The best lack all conviction, while the worst   

Are full of passionate intensity.

By choosing these particular words to describe the challenges facing his molecular clocks, and by extension his other discoveries, Garret conveys the clocks’ elemental powers. Yeats’s falcon has escaped control of its master—things are not just adrift but are falling apart. By line 4, anarchy is loosed upon the world. Garret borrows this harrowing language to express the magnitude he now ascribes to the failure of synchronization of the temporal controls he and his lab have found in tissues outside of the brain. The same could be said about the possible failures of translational science or human phenotypic science.

I asked Garret how he developed his fluency in literature and philosophical thinking. Growing up in Ireland, he was permitted to choose 6 or 7 majors for his college education. Whether or not he knew as a high-school senior that he would become a cellular biologist, he chose French, English, and the Classics. Looking back now, he realizes this choice gave him "a breadth of experience in other things. They were really what kept you sane as you persisted through training in medicine and science. They became your intellectual recreation that did much to inform the way you did your science or indeed the way you treated patients. Particularly Classics had a big influence. Classics really shaped my approach to life in a way that far exceeded what I expected."

Garret’s chance quotation of an Irish master poet during our interview hints of the world view of our colleague who found his inspiration from literature and the Classics. Reading Plato, Homer, Sophocles, Euripides, Aristotle, and the Stoics submerged him in realms of moral ambiguity, individual self-emergence within conflict-laced situations, and methods of thinking through contradictions and uncertainties. Reading his beloved Irish poets and novelists not only provides him with the cultural foundations of life as an Irish citizen but, I suggest, inflects his science with the vision and ethical insight displayed in his repeated accomplishments of foreseeing and then moving toward a future.

We take from this visit with a master a focus on persistence and humility and a realization of the temporal in health and illness, in science and life. He has given us a model of patience, method, and collaborative practice across altogether unlike disciplines and questions. We leave this experience with Garret FitzGerald with rekindled optimism for the power of the sciences to improve the health of the public and to unveil to us their beauty. Toward the end of this interview, Garret recites a thought from Machiavelli’s The Prince about responses to innovation:

"There’s a great quote from The Prince in which he talks about the reluctance of people to accept a new order of things. So many people have on the one hand a clear benefit in accepting the existing order of things.
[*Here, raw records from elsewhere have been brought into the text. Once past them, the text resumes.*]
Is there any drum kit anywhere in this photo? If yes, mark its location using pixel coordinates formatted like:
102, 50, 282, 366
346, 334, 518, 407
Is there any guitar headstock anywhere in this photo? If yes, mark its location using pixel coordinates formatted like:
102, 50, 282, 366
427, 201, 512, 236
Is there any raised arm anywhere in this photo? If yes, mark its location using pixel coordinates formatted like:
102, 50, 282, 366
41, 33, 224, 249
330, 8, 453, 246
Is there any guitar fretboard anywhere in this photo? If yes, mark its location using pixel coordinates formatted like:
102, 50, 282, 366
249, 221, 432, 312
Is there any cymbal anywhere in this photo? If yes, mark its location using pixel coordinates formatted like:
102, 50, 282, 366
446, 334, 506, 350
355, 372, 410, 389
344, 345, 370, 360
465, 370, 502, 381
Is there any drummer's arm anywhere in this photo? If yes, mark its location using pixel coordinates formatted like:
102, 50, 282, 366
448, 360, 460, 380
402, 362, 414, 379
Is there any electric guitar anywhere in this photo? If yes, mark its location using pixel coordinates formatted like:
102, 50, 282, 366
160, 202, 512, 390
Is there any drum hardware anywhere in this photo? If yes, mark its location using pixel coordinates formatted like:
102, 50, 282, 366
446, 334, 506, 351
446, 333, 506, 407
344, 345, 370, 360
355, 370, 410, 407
And even to those who may be convinced by new information, it's uncertain as to how they will benefit from the emergence of a new order of things."

Here is the whole citation, which Garret has pinned over his desk:

It ought to be remembered that there is nothing more difficult to take in hand, more perilous to conduct, or more uncertain in its success, than to take the lead in the introduction of a new order of things. Because the innovator has for enemies all those who have done well under the old conditions, and lukewarm defenders in those who may do well under the new. This coolness arises partly from fear of the opponents, who have the laws on their side, and partly from the incredulity of men, who do not readily believe in new things until they have had a long experience of them. [6]

Garret discovers and innovates and braves new paths for science, humbly trusting that some, at least, will listen. We wait with great impatience to hear his next transformational story.